Session 2: High-dimensional inference: assumption-lean or assumption-laden? – Conference on Statistical Learning and Data Science / Nonparametric Statistics

Session title: High-dimensional inference: assumption-lean or assumption-laden?
Organizer: Ryan Tibshirani (CMU)
Chair: Jelena Bradic (UCSD)
Time: June 4^th, 9:00-10:30am
Location: VEC 902/903

Speech 1: Inferential goals, targets, and principles in high-dimensional regression
Speaker: Todd Kuffner (Washington U)
Abstract: This talk will focus more on theory than methodology. We will analyze the inferential goals, the targets of inference, and the various principles employed to justify prominent methodologies. A new perspective, motivated by philosophy of science, will be presented on how to discern between competing inferential procedures for high-dimensional regression.

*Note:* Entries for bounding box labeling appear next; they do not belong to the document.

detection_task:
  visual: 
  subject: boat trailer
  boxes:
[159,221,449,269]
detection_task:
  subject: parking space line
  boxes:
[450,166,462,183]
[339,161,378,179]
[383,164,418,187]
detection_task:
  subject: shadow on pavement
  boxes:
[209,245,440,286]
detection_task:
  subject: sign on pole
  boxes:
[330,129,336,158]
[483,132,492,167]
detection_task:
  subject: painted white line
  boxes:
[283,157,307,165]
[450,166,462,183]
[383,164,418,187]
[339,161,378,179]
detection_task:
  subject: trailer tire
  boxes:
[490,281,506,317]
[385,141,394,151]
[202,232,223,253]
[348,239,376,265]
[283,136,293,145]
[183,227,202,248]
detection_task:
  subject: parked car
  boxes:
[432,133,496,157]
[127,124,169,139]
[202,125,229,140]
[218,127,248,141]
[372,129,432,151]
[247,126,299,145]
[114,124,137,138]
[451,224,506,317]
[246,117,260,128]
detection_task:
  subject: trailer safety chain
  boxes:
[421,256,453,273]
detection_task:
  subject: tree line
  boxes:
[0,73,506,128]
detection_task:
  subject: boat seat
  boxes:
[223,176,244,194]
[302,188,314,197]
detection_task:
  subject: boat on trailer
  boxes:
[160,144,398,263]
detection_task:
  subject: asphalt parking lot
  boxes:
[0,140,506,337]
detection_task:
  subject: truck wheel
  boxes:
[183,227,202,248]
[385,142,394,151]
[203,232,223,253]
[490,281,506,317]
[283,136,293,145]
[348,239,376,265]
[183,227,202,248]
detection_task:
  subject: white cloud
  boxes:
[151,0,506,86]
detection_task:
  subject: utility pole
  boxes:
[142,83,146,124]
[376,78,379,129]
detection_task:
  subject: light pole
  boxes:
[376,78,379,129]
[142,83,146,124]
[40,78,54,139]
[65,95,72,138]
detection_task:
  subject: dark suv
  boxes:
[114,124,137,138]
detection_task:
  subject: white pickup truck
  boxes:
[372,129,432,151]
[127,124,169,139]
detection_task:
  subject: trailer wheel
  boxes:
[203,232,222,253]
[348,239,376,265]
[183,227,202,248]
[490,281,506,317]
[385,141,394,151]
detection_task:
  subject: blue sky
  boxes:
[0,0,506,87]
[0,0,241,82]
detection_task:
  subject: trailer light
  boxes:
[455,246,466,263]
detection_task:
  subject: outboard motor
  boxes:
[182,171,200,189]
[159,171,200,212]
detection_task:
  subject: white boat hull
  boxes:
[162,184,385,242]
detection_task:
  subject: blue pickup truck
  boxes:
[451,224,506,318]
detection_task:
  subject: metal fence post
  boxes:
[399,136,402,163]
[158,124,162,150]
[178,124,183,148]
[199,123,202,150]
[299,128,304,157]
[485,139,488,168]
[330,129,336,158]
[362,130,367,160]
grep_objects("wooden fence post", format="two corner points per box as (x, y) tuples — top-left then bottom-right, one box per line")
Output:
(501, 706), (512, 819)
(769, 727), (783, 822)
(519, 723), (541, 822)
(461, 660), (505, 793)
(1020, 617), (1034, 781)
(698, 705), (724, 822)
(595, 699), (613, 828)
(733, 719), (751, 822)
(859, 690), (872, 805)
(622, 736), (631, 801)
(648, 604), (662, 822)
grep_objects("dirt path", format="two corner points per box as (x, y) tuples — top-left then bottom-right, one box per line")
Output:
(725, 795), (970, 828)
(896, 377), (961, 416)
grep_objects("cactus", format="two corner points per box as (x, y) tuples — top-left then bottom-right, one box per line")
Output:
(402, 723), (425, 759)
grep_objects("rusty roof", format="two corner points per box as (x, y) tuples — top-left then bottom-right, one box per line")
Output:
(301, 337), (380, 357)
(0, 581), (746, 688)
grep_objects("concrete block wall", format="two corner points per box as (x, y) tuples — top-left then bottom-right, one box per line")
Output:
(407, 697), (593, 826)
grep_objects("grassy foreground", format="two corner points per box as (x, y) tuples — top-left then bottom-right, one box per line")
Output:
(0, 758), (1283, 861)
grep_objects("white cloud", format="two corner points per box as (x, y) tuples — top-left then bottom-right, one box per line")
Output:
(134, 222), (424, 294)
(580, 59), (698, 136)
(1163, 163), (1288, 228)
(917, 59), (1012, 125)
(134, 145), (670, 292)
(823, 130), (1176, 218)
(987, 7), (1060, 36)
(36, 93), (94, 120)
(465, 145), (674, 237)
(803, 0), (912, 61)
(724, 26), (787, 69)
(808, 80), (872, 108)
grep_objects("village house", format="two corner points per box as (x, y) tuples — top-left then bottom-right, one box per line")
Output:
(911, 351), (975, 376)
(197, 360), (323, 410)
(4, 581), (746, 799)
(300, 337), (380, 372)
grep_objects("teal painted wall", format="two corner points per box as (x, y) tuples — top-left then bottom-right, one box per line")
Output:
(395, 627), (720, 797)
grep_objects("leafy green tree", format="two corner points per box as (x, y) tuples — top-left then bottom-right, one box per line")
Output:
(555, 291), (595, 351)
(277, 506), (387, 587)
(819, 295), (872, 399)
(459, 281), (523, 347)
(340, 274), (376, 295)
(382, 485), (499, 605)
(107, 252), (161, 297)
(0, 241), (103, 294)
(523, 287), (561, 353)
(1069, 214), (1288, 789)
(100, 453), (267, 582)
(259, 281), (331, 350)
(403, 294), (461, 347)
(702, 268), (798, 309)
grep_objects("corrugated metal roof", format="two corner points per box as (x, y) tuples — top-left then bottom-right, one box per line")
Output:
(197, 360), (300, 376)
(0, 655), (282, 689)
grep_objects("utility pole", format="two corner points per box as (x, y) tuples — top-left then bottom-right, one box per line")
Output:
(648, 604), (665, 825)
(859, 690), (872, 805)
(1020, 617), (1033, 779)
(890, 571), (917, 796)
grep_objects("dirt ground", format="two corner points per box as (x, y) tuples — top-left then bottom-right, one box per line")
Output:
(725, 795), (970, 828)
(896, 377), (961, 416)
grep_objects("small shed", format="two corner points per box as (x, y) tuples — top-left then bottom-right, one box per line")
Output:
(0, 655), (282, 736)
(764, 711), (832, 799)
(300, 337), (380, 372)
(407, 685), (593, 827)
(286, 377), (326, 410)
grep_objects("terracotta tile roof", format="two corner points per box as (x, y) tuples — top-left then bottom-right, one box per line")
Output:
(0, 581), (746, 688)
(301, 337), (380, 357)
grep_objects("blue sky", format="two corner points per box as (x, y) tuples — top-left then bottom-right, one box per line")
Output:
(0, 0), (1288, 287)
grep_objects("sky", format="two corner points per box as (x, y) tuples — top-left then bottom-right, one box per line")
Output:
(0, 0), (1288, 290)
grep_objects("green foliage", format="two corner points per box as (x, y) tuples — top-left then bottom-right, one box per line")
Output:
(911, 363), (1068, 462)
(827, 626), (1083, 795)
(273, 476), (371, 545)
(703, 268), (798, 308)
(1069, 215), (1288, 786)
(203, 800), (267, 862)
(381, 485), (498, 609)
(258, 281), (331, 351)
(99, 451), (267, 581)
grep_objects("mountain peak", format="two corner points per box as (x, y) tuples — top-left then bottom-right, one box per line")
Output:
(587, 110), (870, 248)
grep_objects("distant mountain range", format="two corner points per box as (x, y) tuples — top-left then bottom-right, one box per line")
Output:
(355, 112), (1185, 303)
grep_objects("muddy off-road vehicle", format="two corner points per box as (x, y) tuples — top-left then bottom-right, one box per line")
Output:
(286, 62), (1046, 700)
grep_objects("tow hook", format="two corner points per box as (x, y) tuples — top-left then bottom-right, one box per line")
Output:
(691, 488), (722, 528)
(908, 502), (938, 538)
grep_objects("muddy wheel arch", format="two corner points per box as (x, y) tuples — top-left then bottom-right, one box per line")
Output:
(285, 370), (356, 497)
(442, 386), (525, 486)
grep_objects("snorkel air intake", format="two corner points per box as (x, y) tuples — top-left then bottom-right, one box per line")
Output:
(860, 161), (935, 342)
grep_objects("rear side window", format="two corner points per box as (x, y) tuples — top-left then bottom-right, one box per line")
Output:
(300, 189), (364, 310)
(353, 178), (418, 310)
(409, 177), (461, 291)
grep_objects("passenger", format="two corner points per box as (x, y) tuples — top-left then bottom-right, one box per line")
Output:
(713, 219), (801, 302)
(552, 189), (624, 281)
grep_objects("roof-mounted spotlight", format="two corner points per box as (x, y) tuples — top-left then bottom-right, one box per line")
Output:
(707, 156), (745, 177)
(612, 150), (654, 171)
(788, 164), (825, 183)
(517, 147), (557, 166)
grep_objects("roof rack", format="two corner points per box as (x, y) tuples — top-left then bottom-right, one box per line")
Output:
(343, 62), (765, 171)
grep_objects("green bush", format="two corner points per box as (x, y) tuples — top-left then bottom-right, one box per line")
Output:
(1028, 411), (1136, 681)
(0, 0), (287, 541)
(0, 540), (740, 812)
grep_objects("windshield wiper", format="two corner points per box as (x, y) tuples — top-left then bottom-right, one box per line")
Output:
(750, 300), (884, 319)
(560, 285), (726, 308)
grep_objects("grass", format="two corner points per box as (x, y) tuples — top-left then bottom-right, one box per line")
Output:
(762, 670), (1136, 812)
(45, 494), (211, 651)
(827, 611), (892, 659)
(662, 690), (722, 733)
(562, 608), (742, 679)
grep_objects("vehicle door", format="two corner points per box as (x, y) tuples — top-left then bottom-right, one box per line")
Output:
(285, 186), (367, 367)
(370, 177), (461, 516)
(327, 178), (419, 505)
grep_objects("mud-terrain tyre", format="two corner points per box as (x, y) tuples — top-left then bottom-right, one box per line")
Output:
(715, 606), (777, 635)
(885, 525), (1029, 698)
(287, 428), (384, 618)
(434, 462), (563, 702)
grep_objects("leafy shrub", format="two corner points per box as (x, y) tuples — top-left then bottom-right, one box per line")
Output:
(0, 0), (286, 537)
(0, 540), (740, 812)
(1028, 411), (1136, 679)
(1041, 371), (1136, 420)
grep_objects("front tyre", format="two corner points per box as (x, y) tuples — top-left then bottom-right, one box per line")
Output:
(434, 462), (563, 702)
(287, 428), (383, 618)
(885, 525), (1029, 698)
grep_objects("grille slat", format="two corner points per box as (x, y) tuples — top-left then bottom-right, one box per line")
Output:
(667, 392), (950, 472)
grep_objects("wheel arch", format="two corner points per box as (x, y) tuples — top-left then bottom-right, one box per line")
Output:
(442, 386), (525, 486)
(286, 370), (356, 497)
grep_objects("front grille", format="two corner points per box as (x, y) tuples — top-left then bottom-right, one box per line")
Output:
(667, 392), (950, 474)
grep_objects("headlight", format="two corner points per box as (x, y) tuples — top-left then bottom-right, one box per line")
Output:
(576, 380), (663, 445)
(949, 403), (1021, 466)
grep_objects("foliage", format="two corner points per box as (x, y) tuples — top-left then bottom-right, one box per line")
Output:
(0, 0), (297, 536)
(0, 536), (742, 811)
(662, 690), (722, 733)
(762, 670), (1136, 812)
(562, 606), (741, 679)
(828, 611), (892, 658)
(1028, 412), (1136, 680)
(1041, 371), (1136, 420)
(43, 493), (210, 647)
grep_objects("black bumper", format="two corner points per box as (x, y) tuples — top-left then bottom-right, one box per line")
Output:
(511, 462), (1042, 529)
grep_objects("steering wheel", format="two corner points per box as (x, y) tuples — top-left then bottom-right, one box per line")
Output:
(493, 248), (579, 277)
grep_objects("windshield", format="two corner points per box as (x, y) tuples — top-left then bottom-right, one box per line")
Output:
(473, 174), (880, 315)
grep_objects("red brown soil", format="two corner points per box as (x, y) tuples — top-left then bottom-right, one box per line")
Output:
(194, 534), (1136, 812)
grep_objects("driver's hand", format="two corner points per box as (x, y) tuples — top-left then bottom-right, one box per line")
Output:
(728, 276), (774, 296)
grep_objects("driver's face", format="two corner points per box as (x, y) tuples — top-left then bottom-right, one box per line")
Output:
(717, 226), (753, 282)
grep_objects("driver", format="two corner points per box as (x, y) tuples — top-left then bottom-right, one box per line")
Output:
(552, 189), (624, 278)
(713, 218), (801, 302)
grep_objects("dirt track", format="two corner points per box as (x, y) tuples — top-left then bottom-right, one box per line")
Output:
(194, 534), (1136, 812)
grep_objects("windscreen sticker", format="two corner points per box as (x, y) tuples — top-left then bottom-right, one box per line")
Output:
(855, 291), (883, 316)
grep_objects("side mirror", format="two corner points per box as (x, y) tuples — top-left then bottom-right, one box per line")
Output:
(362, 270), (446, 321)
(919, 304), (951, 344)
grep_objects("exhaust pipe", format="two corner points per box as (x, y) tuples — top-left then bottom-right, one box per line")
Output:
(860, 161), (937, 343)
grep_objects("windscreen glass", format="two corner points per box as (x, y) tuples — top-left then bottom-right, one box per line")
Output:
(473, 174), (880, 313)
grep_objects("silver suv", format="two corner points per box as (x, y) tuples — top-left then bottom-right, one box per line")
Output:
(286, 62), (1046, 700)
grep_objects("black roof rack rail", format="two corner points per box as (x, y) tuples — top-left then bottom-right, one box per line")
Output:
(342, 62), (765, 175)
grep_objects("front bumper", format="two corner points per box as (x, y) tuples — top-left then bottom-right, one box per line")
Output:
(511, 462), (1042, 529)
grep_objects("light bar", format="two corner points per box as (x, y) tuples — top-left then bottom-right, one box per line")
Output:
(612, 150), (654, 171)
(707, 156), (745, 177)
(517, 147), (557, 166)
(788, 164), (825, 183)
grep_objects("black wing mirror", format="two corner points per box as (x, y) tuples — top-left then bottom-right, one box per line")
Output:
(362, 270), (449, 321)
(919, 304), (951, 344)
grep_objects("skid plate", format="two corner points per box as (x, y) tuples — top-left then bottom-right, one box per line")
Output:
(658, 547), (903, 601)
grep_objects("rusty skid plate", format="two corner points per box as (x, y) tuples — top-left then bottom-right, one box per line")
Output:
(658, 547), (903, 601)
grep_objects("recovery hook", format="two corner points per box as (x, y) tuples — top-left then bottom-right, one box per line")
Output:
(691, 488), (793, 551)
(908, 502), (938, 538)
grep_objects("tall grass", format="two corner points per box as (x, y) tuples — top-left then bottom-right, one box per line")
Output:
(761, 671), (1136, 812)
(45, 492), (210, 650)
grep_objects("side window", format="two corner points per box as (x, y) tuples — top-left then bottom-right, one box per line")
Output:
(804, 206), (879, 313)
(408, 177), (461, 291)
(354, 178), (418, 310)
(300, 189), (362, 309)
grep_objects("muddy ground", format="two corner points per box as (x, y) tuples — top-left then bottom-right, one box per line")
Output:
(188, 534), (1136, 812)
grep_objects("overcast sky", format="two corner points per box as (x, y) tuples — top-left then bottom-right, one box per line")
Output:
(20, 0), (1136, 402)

Speech 2: Should We Model X in High-Dimensional Inference?
Speaker: Lucas Janson (Harvard)
Abstract: For answering questions about the relationship between a response variable Y and a set of explanatory variables X, most statistical methods focus their assumptions on the conditional distribution of Y given X (or Y | X for short). I will describe some benefits of shifting those assumptions from the conditional distribution Y | X to the joint distribution of X, especially for high-dimensional data. First, modeling X can lead to assumptions that are more realistic and verifiable. Second, there are substantial methodological payoffs in terms of much greater flexibility in the tools an analyst can bring to bear on their data while also being guaranteed exact (non-asymptotic) inference. I will briefly mention some of my recent and ongoing work on methods for high-dimensional inference that model X instead of Y, as well as some challenges and interesting directions for the future.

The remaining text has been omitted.